I’m trying to develop a thought, and I suspect it’s already been worked out and articulated somewhere, but it sure isn’t present in the business world. It’s related to a point a friend made to me recently, that much of anthropology (and of qualitative research in general) is over-focused on language and ignores much of the pre-/non-linguistic concrete reality that constitutes our private and cultural lives.
As designers, language is a big part of what we work with, but as most people will admit, the best designs are great because they relieve us of the necessity to think in language. We just use our tacit know-how and accomplish what we wanted, without ever verbalizing the means or the ends. Designs that require users to stop and verbalize everything as they go are inadequate to varying degrees, based, I think, on the temperament of the user. I am convinced some people live their lives in verbal self-dialogue on most matters, oscillating between verbal thought and execution of what is thought, where others lose themselves in tacit activity, and every requirement to think verbally is an unwelcome interruption.
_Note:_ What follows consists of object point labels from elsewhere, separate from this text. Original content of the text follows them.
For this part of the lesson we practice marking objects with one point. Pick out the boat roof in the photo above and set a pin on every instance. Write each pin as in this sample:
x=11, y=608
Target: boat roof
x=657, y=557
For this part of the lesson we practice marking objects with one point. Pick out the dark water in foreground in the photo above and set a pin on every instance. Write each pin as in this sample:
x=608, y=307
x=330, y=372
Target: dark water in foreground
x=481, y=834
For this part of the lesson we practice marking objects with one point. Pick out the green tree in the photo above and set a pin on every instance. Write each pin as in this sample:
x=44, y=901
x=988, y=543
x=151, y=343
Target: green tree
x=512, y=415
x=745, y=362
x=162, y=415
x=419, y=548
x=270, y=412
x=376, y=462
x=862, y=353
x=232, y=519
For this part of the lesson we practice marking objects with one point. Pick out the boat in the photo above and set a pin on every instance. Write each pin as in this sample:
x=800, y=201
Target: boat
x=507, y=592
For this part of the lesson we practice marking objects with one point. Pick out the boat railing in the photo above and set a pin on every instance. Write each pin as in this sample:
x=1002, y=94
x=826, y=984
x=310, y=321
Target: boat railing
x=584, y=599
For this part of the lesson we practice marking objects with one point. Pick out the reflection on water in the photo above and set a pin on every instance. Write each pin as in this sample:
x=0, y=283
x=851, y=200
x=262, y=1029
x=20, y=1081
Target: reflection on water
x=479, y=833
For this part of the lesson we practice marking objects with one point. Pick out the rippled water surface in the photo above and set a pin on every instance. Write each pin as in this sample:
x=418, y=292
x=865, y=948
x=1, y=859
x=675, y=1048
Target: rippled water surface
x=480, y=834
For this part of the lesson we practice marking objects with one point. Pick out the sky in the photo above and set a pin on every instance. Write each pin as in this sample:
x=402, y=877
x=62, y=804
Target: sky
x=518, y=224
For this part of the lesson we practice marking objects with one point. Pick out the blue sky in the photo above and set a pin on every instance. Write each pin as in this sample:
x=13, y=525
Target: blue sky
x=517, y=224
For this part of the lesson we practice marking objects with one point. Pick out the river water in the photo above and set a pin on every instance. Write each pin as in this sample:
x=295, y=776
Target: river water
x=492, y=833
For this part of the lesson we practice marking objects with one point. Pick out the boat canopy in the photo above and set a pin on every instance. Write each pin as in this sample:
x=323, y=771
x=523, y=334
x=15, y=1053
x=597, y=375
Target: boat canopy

This has serious UI design implications, because the former wants things spelled out explicitly, where the latter is feeling for intuitive cues largely invisible to many users.
I’m the second kind of temperament, and it really is why I don’t like to look at clocks, lists or timesheets, because it destroys the continuity of my activity. Even when I’m working in words, the words are not explicit questions and answers, but more like blocks I’m mutely playing with. I think this is a Wittgenstinean thought: I’m developing a tacit know-how in the use of language to do some particular thing that I can’t yet verbalize, not entirely unlike building a house using a command language.
I think language is a very flexible instrument, and based on how well developed it is, it is able to justly articulate much of what goes on in the tacit practical world, and once it is able to do this, it becomes instrumental, capable of being used in planning and executing. My real question is this: how valuable an investment is the development of language in design projects? What are the possible tradeoffs?
- We can inadequately describe the worldviews of our designands (sorry, experimenting with a coinage), and save time, and money at the expense of articulate understanding and design quality.
- We can adequately describe the worldviews of our designands, and gain articulate understanding and design quality at the expense of time and money.
- We can dispense with description of worldviews of our designands, and gain design quality for less time and less money, at the expense of articulate understanding.
Here’s a thought: when we write an ethnography, what we are really doing is designing language and models to help some particular audience cultivate some particular relationship with people of some culture. This sounds functionalist, but I think it sort of protects us from mere functionalism in the way that phenomenology protects metaphysics precisely by setting it outside the domain of its inquiry. This approach protects the dignity of informants by throwing out every pretense of comprehending them as people, and instead comprehending what is relevant to relating to them.